China pledged to improve its human rights record ahead of the Games, but experts and lawmakers told a U.S. government panel on Wednesday that such promises were not being kept.
Last week, Chinese state prosecutors tried dissident Yang Chunlin, an unemployed factory worker, who faces charges of "inciting subversion of state power" after he called for human rights to take precedence over the Games.
China also issued a white paper on Thursday which outlined many laws and principles which rights groups say are routinely ignored or violated.
They include the right to freedom from unlawful detention, freedom of belief and speech, the outlawing of torture, and the freedom of ethnic minorities to practice and protect their customs and way of life.

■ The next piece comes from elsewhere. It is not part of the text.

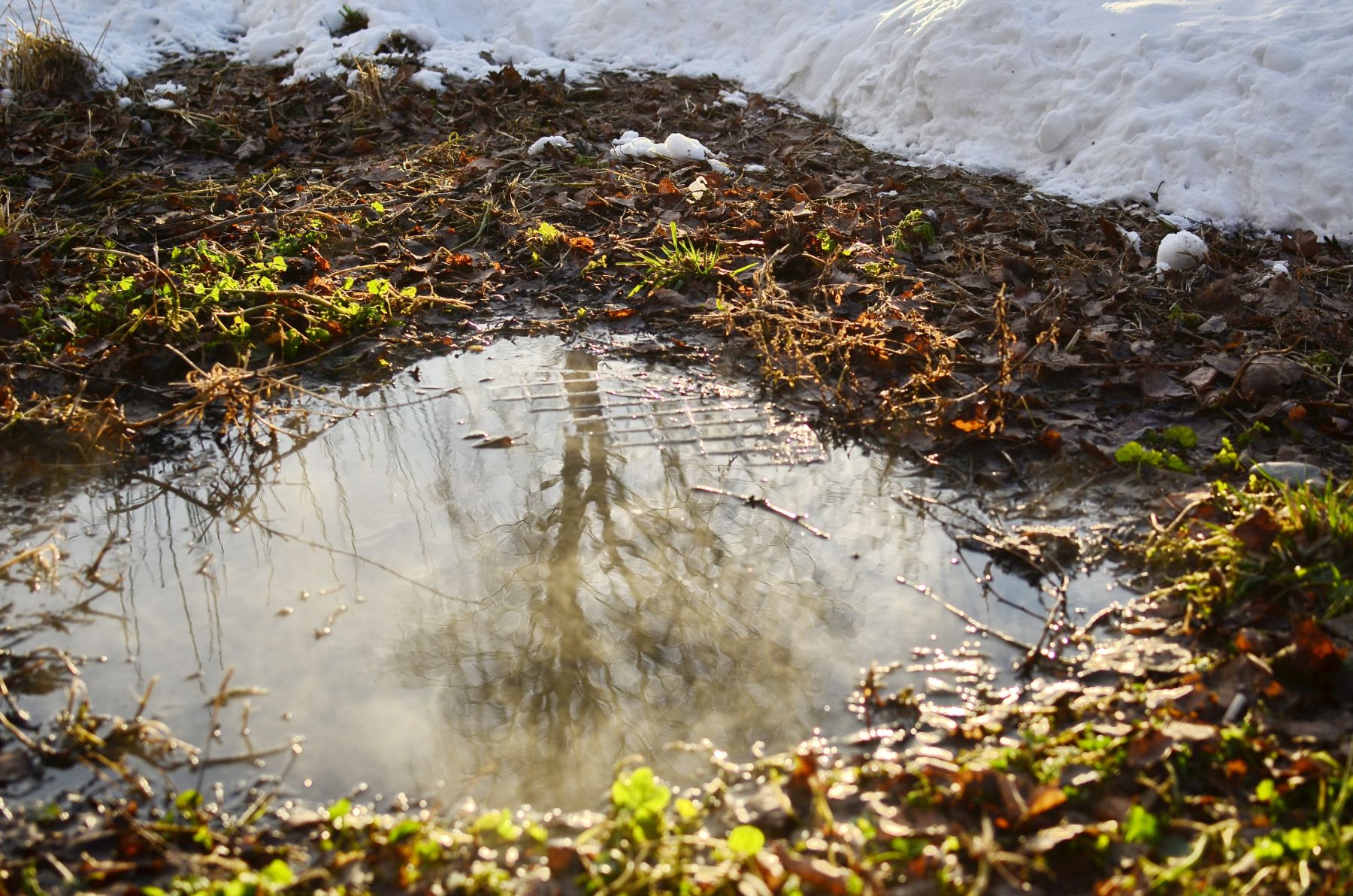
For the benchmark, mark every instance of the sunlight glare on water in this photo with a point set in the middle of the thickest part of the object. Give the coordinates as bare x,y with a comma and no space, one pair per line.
446,619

But that came with a caveat, which China has in past years repeated like a mantra: that China has a fundamentally different concept of human rights from the West, where the rights of the individual come first.

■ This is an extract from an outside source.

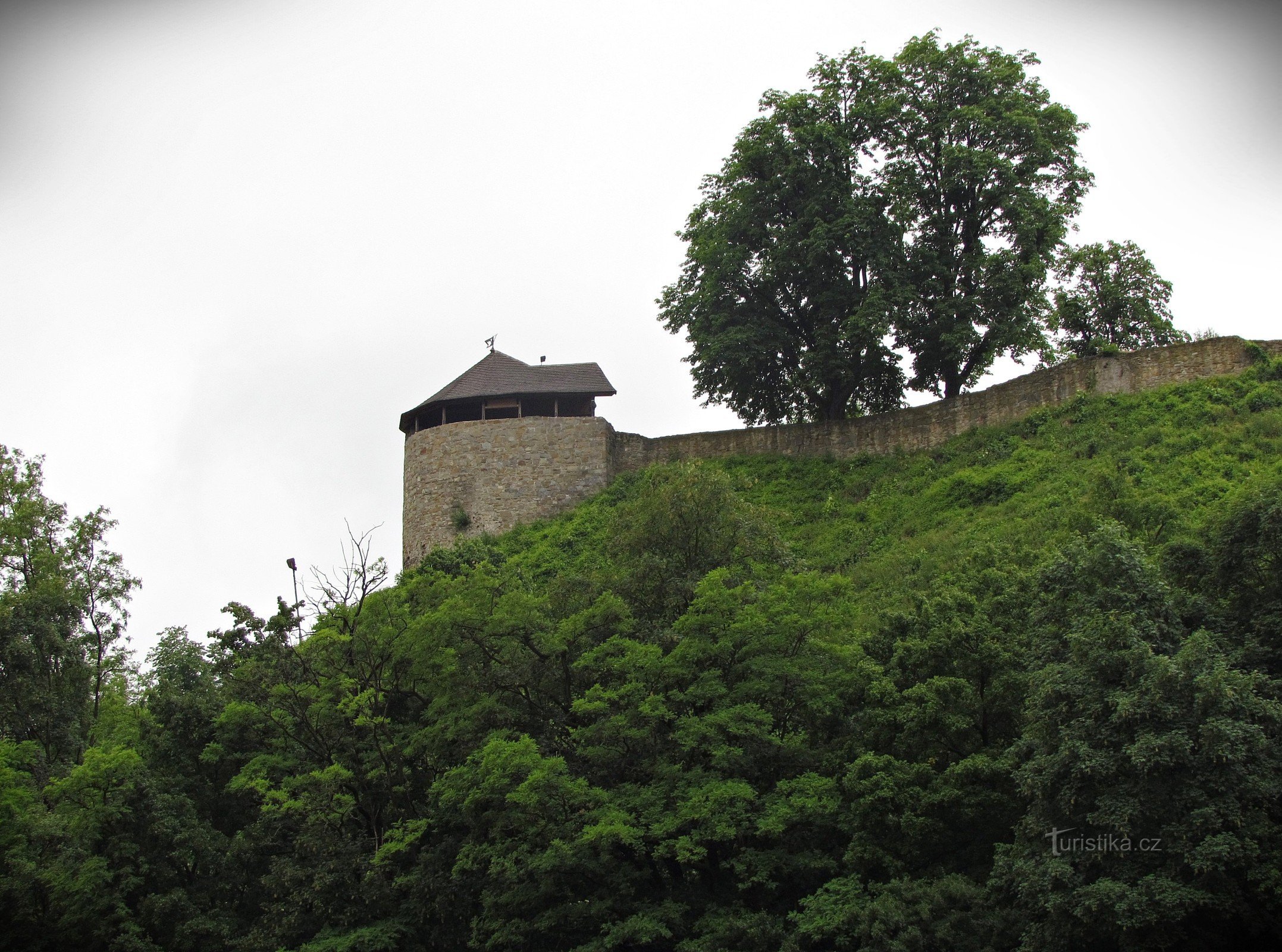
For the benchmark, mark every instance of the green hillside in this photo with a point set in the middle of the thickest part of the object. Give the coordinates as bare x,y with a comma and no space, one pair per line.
758,703
1163,464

Miliband said he raised the issue of rights in his talks with Chinese leaders, including individual cases, though he did not say which cases he mentioned.
"We do not believe that issues of human rights should be restricted to the Olympic year. Those universal values ... are an issue for every year, not just for one particular year," he said.
"We believe that the Olympics are an opportunity to celebrate the progress that has been achieved in China, China's commitment to work in a peaceful way with the whole international community, and does not require any sort of disavowal of values that we hold dear."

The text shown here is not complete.